2017-06-04 16:21:14 osgx

JVM實際決定是否預取的更有趣的部分之一是https://github.com/JetBrains/jdk8u_hotspot/blob/435f973f98771edfa2126d5e6b6dea9bbf272e86/src/share/vm/opto/macro.cpp – naze

我其實在一個科學論文中工作，包括像「JVM JIT預取」這樣的句子。由於沒有關於JVM內部的真實論文，我只需挖掘即便其常識即可找到證據。學術界只是沒有這樣:) – naze

naze，我找不到PrefetchAllocationNode如何實現到真正的操作碼，它有一些奇怪的ABIO標記。可能需要在本地編譯JVM/JDK才能生成所有要生成的文件，然後在完整的代碼上進行搜索（可能使用一些C++交叉引用工具;但要注意非C++文件（如asm和ad）通過交叉引用，只能通過'grep'）。 – osgx

作爲JDK-4453409指示，預取中的HotSpot JVM被實施在JDK 1.4來加速GC。那是在15年前，沒有人會記得現在爲什麼它沒有在Windows上實現。我的猜測是，Visual Studio（一直用於在Windows上構建HotSpot）基本上不了解這些時間的預取指令。看起來像一個改進的地方。
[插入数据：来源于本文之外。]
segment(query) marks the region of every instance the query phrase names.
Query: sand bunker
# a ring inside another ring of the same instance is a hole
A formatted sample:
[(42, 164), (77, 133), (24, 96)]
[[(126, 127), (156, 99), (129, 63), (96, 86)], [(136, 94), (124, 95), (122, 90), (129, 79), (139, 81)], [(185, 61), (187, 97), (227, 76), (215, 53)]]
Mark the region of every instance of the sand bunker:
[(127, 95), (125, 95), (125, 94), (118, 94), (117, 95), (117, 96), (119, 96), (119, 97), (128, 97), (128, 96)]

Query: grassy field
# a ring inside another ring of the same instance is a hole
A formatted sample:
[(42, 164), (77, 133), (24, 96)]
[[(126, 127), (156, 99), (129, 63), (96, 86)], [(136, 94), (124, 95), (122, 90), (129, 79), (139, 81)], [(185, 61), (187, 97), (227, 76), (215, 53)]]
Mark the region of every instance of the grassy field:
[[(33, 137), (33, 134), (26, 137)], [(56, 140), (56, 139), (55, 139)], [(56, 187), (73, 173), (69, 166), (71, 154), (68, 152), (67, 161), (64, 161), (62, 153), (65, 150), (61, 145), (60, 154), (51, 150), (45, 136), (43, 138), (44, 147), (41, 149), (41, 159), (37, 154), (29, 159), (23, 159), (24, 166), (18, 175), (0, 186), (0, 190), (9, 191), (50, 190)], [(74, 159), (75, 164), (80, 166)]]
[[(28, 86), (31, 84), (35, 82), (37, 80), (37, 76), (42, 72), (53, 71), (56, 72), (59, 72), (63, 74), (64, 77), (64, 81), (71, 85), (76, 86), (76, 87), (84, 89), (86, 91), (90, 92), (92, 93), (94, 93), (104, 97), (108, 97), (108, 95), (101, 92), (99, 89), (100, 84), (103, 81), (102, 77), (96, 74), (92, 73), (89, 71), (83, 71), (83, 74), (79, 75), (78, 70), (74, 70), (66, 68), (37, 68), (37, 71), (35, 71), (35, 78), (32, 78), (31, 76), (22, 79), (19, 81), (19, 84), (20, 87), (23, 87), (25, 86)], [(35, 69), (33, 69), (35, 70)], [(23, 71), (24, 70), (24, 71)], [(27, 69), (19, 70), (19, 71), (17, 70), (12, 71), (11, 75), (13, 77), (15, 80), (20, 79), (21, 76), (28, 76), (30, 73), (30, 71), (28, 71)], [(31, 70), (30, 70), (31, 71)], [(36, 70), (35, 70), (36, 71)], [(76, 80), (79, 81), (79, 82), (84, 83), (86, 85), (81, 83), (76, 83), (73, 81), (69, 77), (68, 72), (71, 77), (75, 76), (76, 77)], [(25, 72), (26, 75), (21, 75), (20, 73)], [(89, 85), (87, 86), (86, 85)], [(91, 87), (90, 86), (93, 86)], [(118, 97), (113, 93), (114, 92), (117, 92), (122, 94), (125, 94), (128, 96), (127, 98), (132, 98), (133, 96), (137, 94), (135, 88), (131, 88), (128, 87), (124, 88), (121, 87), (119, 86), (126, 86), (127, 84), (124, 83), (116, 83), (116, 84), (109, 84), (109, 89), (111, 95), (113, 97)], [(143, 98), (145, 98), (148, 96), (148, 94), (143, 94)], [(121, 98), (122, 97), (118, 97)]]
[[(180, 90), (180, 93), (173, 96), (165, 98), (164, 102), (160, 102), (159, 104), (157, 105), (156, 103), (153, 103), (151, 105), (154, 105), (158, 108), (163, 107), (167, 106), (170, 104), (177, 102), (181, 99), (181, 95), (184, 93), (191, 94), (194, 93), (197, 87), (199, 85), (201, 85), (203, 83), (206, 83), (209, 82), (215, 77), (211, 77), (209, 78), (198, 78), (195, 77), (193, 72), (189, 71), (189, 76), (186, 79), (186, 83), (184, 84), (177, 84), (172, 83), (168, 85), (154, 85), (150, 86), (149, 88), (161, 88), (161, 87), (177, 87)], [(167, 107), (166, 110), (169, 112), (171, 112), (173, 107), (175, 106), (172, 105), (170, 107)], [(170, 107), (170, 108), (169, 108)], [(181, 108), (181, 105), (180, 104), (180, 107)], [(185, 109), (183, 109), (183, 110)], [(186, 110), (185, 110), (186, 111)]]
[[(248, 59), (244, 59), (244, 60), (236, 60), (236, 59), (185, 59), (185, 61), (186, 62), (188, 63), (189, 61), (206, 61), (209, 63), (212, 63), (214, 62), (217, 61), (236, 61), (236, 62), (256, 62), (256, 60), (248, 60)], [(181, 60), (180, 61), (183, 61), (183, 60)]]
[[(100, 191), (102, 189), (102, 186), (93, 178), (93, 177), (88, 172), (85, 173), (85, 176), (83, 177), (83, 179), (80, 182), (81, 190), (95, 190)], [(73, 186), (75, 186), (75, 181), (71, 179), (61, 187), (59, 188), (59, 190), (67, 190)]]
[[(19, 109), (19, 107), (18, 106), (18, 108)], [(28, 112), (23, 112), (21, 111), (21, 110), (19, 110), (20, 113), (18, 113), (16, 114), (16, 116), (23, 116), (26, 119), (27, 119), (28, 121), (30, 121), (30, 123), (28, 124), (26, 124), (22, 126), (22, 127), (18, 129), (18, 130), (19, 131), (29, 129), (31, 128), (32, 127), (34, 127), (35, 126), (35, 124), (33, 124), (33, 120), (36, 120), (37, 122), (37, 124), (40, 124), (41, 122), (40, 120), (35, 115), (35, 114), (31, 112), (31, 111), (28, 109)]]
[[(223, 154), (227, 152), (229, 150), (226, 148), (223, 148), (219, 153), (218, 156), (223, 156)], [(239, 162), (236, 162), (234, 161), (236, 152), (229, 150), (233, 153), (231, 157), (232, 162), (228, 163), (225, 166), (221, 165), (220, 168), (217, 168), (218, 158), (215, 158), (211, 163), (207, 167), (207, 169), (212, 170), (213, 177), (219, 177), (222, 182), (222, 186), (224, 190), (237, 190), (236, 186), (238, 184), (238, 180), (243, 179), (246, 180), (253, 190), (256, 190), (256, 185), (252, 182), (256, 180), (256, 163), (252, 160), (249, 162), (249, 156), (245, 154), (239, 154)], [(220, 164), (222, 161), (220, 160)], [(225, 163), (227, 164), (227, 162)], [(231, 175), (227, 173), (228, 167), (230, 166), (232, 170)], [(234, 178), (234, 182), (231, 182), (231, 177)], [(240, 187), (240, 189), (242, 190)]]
無論如何，您詢問的代碼是由JVM垃圾收集器在內部使用的。這不是JIT產生的。 C2 JIT代碼生成器規則位於架構定義文件x86_64.ad中，並且有rules將PrefetchRead,PrefetchWrite和PrefetchAllocation節點轉換爲相應的x64指令。

令人不安的事實是PrefetchRead和PrefetchWrite節點不會在代碼中的任何位置創建。它們僅支持Unsafe.prefetchX內在函數，但是，它們是JDK 9中的removed。

JIT生成預取指令的唯一情況是PrefetchAllocation節點。您可以使用-XX:+UnlockDiagnosticVMOptions -XX:+PrintAssembly驗證在對象分配後確實生成了PREFETCHNTA，在Linux和Windows上均確實生成了。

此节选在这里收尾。